Prep 20 mins
Cook 30 mins
Yummy fish quiche. Great as a dinner quiche, or made in smaller tart shells as an appetizer.
- 1 prepared 10-inch pie shell
- 1 lb pacific sole fillet
- 1⁄4 cup pimento stuffed olive, sliced
- 1⁄2 cup sweet red pepper, chopped
- 1⁄4 cup green onion, chopped
- 4 large eggs
- 1⁄4 cup light cream
- 3⁄4 cup ricotta cheese
- 1⁄4 teaspoon paprika
- 1⁄2 teaspoon salt
- 1⁄4 teaspoon white pepper
- parmesan cheese
- Cut sole fillets in half lengthwise, then cut across into pieces about 1 ½ inch long.
- In bottom of pie shell, layer olives, red pepper, and green onion in order given.

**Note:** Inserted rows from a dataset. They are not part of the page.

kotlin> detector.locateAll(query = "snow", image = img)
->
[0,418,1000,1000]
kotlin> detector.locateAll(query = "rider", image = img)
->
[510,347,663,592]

- Spread sole evenly over all.
- In a bowl or blender, combine eggs, cream, cheese, and seasonings and blend well.
- Pour mixture over sole to 1/8 inch from top edge of crust.
- Sprinkle generously with parmesan cheese if desired.
- Bake in preheated oven 350F 35 to 40 minutes or until a thin knife inserted in custard comes out clean.
- Chill in refrigerator.
- Before serving dust with paprika if desired.
This was just OK. I had to use flounder instead of sole, since my store didn't have it. I liked it better hot than chilled. I think maybe the pimento stuffed olives really turned me off. It was very interesting to try.